What was it exactly that occurred to me on that train in China that made me want to return to Toronto and quit travelling through Asia so desperately? And why hadn’t that realisation hit me during my travels through Europe and the Middle East years earlier?
When I threw myself into the world in 2005, I had interests, sure, but I had an even greater need to experience anything and everything the world had to offer.
When travelling in your 20’s, your interests can only take you so far. Eventually, you have to be open to whatever the road throws at you, as a means to eventually make you the person we want to become. Sappy as that may sound, there’s some truth to it.
We leave to be a part of a world we don’t understand and hope it accepts us.
Until that is, your interests begin to define who you are. Your interests become your career and you want to learn about the world, but within a niche that you know you can really put your own stamp on.
Few things get me as excited these days as watching sports. So much so that I write about hockey part-time. The need to tell stories from the hockey world is as become as strong as any other in my life.
Throughout my time in Europe, I never made it north to Scandinavia. Lack of finances, probably. When the itch started making its way through me on my couch, I thought of Scandinavia again. But just to go? And stay in expensive hotels and eat some foods I never had before?
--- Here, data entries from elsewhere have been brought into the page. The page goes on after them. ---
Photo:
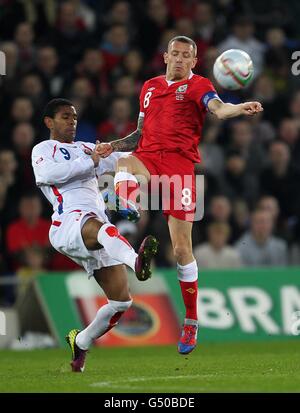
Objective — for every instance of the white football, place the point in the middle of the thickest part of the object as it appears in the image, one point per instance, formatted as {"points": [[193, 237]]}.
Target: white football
{"points": [[233, 69]]}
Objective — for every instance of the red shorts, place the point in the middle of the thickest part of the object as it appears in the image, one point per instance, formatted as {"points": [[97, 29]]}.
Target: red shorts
{"points": [[173, 179]]}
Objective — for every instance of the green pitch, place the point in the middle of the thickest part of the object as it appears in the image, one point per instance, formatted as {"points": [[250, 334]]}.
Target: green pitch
{"points": [[255, 367]]}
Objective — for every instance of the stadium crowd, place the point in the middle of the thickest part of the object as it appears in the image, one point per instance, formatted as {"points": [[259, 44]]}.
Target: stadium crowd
{"points": [[98, 54]]}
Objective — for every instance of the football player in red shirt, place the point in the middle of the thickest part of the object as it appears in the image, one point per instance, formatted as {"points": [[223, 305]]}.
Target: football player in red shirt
{"points": [[165, 143]]}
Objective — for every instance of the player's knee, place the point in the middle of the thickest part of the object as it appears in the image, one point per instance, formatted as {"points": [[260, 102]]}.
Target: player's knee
{"points": [[182, 252], [124, 164], [120, 306]]}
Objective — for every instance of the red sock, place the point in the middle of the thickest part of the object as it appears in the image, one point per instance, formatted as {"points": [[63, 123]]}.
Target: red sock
{"points": [[189, 291], [128, 190]]}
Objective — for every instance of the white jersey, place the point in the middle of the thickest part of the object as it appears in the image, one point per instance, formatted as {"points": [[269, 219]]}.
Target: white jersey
{"points": [[67, 175]]}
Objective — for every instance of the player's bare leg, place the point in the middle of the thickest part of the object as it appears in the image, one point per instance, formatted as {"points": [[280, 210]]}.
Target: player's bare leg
{"points": [[127, 186], [96, 234], [181, 238]]}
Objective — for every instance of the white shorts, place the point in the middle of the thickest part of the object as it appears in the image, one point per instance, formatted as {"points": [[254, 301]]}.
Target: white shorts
{"points": [[65, 236]]}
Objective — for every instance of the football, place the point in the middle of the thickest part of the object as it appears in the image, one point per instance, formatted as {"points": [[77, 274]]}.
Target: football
{"points": [[233, 69]]}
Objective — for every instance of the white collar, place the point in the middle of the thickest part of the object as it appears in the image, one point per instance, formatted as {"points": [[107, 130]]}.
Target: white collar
{"points": [[170, 82]]}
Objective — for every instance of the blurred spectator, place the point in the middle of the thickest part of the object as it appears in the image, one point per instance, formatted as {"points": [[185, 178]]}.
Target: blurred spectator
{"points": [[85, 15], [281, 180], [240, 218], [289, 132], [28, 230], [294, 107], [259, 247], [82, 95], [205, 22], [280, 227], [278, 57], [275, 105], [8, 180], [8, 83], [23, 137], [157, 64], [152, 26], [219, 210], [212, 155], [216, 253], [115, 46], [69, 36], [132, 66], [242, 142], [32, 263], [92, 67], [24, 38], [21, 110], [243, 38], [124, 87], [263, 130], [31, 86], [120, 13], [237, 181], [47, 66], [119, 123]]}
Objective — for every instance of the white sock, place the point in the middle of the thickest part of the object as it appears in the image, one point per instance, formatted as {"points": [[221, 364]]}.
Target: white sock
{"points": [[116, 246], [124, 176], [106, 318], [188, 272]]}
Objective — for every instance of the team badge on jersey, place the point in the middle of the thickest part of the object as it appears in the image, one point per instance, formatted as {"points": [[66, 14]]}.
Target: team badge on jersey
{"points": [[179, 92], [181, 89]]}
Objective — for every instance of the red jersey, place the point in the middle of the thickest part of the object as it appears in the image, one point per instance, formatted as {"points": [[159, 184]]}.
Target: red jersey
{"points": [[174, 113]]}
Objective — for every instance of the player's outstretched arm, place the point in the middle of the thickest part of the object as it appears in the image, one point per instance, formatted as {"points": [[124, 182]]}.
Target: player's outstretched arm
{"points": [[49, 172], [127, 144], [228, 110]]}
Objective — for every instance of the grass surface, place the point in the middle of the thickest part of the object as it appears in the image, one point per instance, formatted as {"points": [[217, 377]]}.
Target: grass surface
{"points": [[255, 367]]}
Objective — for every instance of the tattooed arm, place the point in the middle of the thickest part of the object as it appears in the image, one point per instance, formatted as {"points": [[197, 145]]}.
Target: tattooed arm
{"points": [[127, 144]]}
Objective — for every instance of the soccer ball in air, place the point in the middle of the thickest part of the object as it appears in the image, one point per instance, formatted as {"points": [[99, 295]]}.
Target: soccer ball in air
{"points": [[233, 69]]}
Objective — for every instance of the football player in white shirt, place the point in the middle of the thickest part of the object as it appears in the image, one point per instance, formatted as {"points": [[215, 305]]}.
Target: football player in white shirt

There’s a level of comfort that usually comes with travelling as you get older so I had to account for that.
Instead, I decided the way I could best impact the world through travelling was to utilise travelling as part of my career as a hockey writer. And with that I bought a ticket to Finland for the 2016 World Junior Hockey Championships in Helsinki. I would find the stories myself.
I had realised who I was, what I was capable of and who I thought I could be. So instead of throwing myself out into the world and hoping for the best I would take control of the world I was going to see.
As you age, there’s more than enough reasons not to travel. We forget though that our careers, the things we usually give up on travel for, can benefit in leaps and bounds through travel.
Aspiring chefs can travel for the singular purpose of improving their craft from chefs that know the local flavours. Musicians can broaden their horizons by visiting the places that gave birth to the music they hear everyday.
The urge to travel exists for different reasons for everyone who’s ever bought a ticket out of town. When it disappears, it usually does for good. When you throw yourself out into the world, you usually trust that the world will show you enough that it will eventually influence you in the best ways possible.
When you decide to return out into the world, show it what you’ve learned. Focus on who you’ve become, what your interests are and remember, as always, how much more you can learn and how much better you can be.